Lottery: 3 winners split $42,582 prize after Pembroke Pines ticket sale
The latest lottery result in South Florida was less a single windfall than a three-way split, turning one drawing into a shared payday for players in Pembroke Pines, Jupiter and Miami. A ticket worth $42, 582 was sold at a BP gas station convenience store on 6450 Pines Blvd., and it matched all five Fantasy 5 numbers in the Friday, April 3 evening drawing. That same prize was also hit by two other players, shrinking what would have been a nearly $128, 000 jackpot into smaller portions.
Winning numbers and the split prize
The winning numbers were 1-6-7-14-25. The Pembroke Pines player chose Quick Pick, letting the terminal generate the numbers randomly. That choice paid off against 1-in-376, 992 odds for the jackpot prize. But the prize was not exclusive. Two other tickets, one purchased at a Publix in Jupiter and another at a Bravo Supermarket in Miami, also matched the full set and joined the payout.
That detail matters because it shows how quickly a headline-grabbing lottery win can become a narrower reward once multiple tickets hit the same combination. In this case, the split did not erase the win, but it did change the scale of the prize. A one-ticket story becomes a three-ticket outcome, and the emotional impact, for each winner, is likely different from the number printed beside the drawing.
Why this Pembroke Pines result stands out
The sale location adds another layer to the story. The winning ticket came from a neighborhood gas station convenience store, one of the everyday retail settings where draw-game tickets are routinely sold. The broader pattern is also notable: Broward County has seen 10 winning lottery tickets sold within four weeks. That does not indicate a guarantee of future luck, but it does help explain why this region has drawn attention around recent results.
Fantasy 5 drawings happen twice a day, which means chances to win come fast and often. Yet the April 3 evening drawing was only one piece of a larger stretch of results. No one won in the midday drawing on April 3, or in the evening drawing on April 2, leaving the April 3 result as the clearest prize outcome in the immediate sequence. For players, that pattern reinforces an important reality: even in a game with frequent drawings, matching all five numbers remains rare.
What the odds and timing reveal about the game
The odds attached to the jackpot prize, 1 in 376, 992, help frame the scale of the achievement. Hitting the full number set is uncommon, and doing so in a drawing that ends in a split prize is even more unusual from a storytelling perspective. The winning ticket in Pembroke Pines, like the two others, landed in a shared outcome that turned a single drawing into a multi-city result across South Florida.
There is also a practical takeaway embedded in the result: players often buy tickets at familiar places, including gas stations, convenience stores and grocery stores, and the winning ticket can surface anywhere those sales are authorized.

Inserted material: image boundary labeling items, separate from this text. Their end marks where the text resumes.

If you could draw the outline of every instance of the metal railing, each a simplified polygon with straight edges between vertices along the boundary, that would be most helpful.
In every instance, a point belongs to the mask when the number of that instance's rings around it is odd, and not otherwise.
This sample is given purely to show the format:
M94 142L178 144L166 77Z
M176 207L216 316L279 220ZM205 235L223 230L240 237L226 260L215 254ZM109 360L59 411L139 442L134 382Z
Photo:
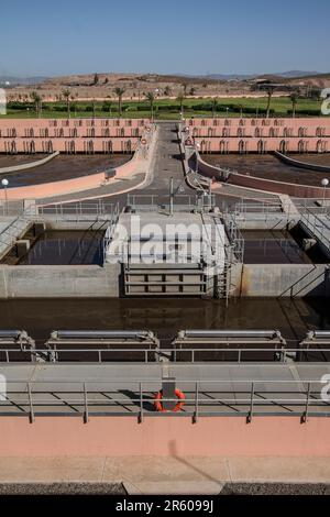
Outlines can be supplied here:
M330 398L323 395L324 384L316 380L176 380L184 392L180 410L158 413L155 395L161 378L123 381L47 380L8 381L0 402L0 416L26 416L33 422L42 416L130 416L143 422L144 417L293 417L301 422L309 417L329 417ZM328 399L329 398L329 399ZM162 402L177 403L175 398Z
M320 216L308 208L301 210L300 223L309 233L316 237L330 252L330 217L328 213Z
M230 211L227 210L226 213L223 215L223 222L224 222L224 228L227 231L227 235L229 238L230 244L232 246L232 252L235 256L235 258L243 263L244 262L244 238L239 229L237 219L234 215Z
M55 219L67 221L112 220L118 212L118 202L108 202L103 199L97 201L77 201L70 204L54 204L47 206L33 205L26 208L26 218Z
M154 363L154 362L184 362L184 363L200 363L200 362L230 362L230 363L245 363L245 362L279 362L286 363L289 361L305 362L310 358L312 361L316 360L316 356L319 356L319 361L326 361L326 354L330 355L329 348L173 348L173 349L158 349L158 348L3 348L0 349L0 362L13 363L16 360L11 359L12 355L24 354L26 356L31 355L31 360L41 360L45 362L90 362L90 363L102 363L102 362L125 362L133 361L134 363ZM72 359L67 359L67 355L70 355ZM131 354L140 355L140 360L134 361L131 358ZM198 359L197 355L199 354ZM213 359L206 358L202 355L213 355ZM90 360L87 361L86 356L90 355ZM108 359L106 358L108 355ZM109 359L109 355L112 355ZM125 360L116 360L116 355L125 356ZM219 359L219 355L222 355ZM228 359L224 359L226 355L231 355ZM257 355L260 358L257 359ZM270 355L268 360L265 359L265 355ZM66 356L66 359L64 359ZM114 359L113 359L114 356ZM184 358L183 358L184 356ZM26 358L28 360L28 358ZM22 362L22 361L19 361Z

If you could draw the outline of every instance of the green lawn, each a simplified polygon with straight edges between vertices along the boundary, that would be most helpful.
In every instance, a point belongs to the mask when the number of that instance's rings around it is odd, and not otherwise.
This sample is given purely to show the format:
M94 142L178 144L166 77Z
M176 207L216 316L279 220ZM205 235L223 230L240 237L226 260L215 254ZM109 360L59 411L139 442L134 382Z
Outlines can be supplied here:
M29 106L29 109L26 108ZM240 117L241 110L244 117L260 117L265 114L267 107L267 98L218 98L216 117ZM118 102L111 101L111 112L105 108L103 102L96 102L96 117L118 118ZM296 107L296 116L318 116L320 114L321 102L314 99L299 99ZM154 105L154 117L156 119L178 119L180 103L173 99L160 99ZM271 102L272 117L290 116L292 101L287 97L274 97ZM211 117L212 99L185 99L184 101L185 117ZM151 114L150 106L146 100L143 101L123 101L123 118L148 118ZM36 111L33 105L16 105L15 109L9 105L7 116L0 118L35 118ZM91 102L73 102L70 107L72 118L91 118ZM67 107L64 102L45 102L42 110L42 118L57 119L67 118Z

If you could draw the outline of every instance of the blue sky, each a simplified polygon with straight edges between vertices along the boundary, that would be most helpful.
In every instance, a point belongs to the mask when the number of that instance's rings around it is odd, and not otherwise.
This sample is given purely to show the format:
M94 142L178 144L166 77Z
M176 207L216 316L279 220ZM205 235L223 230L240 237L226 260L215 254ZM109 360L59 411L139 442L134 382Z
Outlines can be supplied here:
M11 0L0 74L330 72L329 0Z

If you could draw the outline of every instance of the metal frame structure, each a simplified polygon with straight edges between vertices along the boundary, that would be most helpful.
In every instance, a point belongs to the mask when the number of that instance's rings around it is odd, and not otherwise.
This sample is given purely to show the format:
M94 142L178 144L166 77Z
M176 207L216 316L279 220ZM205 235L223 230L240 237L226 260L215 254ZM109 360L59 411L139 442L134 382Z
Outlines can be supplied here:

That ordinary retail backdrop is part of why these results resonate. A routine stop can still produce an extraordinary outcome, even when the prize is ultimately divided.
Expert perspective and responsible play
No individual expert was quoted in the available material, but the official problem-gambling guidance included with the result is clear: gambling can be harmful for some people and can damage families and lives. The stated help line at 1-800-522-4700 and the National Council on Problem Gambling are the listed support options for anyone showing signs of addiction. That reminder is especially relevant when a big win makes play seem more glamorous than it is in practice.
From an editorial standpoint, the tension is obvious. A shared lottery win can look like pure celebration, yet the same ecosystem depends on constant player participation and carries risk for vulnerable people. The result offers both an immediate news hook and a wider public-health reminder. Those two truths can coexist without softening the excitement of the prize or ignoring the caution around it.
Regional impact and what comes next
For Pembroke Pines, Jupiter and Miami, the drawing produced a small map of winners rather than one dominant jackpot winner. It also adds to the recent Broward streak, which has now become part of the local context around these games. The question is not whether the next drawing will repeat the same pattern, but whether more players will keep chasing the same frequency of opportunity in a game where the outcome can shift from one number set to another in a matter of hours.
The bigger lesson is simple: a modest ticket purchase can still lead to a meaningful payout, but the result is never guaranteed, and even a winning lottery ticket may be divided three ways. For the player who bought in Pembroke Pines, the win is real. For everyone else, the next drawing starts the cycle again.